The Christian is not a helpless victim, at the mercy of the devil (can you see here, too, why it’s so important to understand the literal reality of Satan and the fallen angels?). But the Christian is not so much called upon to rise in opposition to the devil as to take a stand against him. The word translated as “resist” is the Greek anthistemi, which means “taking a stand against something.” It is an attitude the Christian takes that causes the devil to flee. That attitude has to be one of complete surrender to Jesus, who alone has the power to cause the devil to flee from us.
Study 1 Peter 5:6-10. What promise is given to the Christian in the face of an enemy who is described as a “roaring lion” seeking someone to devour? How do these texts help us to understand what James wrote above? See also Ephesians 4:27 and Eph. 6:11.
Peter wrote these words to admonish Christians who were suffering persecution. Obviously he knew that lurking behind the persecution his readers were suffering was the archenemy, Satan.
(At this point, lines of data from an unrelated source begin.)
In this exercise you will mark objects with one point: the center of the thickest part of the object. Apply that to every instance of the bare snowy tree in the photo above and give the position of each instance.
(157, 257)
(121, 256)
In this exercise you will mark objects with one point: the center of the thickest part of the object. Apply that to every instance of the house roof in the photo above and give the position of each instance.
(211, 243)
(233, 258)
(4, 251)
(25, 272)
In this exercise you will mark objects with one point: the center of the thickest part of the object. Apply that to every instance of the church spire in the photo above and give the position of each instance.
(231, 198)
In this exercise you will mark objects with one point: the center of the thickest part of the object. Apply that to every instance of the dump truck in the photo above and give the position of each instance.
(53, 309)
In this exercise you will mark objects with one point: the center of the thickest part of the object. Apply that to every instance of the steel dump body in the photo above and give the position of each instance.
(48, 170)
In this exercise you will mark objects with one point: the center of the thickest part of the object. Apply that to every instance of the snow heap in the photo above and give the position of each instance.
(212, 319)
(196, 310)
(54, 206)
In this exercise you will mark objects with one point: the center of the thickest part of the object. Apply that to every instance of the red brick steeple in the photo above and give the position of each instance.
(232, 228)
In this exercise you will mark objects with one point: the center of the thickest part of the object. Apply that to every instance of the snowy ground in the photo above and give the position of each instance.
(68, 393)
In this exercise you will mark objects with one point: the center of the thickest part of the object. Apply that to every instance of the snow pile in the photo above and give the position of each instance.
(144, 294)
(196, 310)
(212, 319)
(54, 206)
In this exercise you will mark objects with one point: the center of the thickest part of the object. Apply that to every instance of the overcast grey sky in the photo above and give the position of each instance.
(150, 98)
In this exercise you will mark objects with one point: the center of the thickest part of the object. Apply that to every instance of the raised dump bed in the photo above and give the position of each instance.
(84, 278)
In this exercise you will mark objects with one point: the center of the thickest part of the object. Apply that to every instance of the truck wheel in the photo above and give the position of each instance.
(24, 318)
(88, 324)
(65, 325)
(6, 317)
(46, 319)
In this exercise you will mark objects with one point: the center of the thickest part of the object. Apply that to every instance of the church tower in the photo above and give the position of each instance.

The apostle admonished his readers to resist the devil. Here Peter uses the word anthistemi, as did James but adds the modifier stereoi (hard or firm). Thus, he suggests that the devil may flee from those who present a solid, rock-like front against his attacks. A cowardly attitude will not suffice. Still, Peter knows, that in spite of a strong stand, suffering may endure for a while yet; but God Himself will perfect (mend), establish, strengthen, and settle the Christian (1 Peter 5:10).
Even with all the promises given here, we are not promised freedom from suffering, are we? What Christian doesn’t know the reality of suffering? As humans, we seem destined in this world to suffer. What crucial difference should our faith make for us amid sorrows and pain?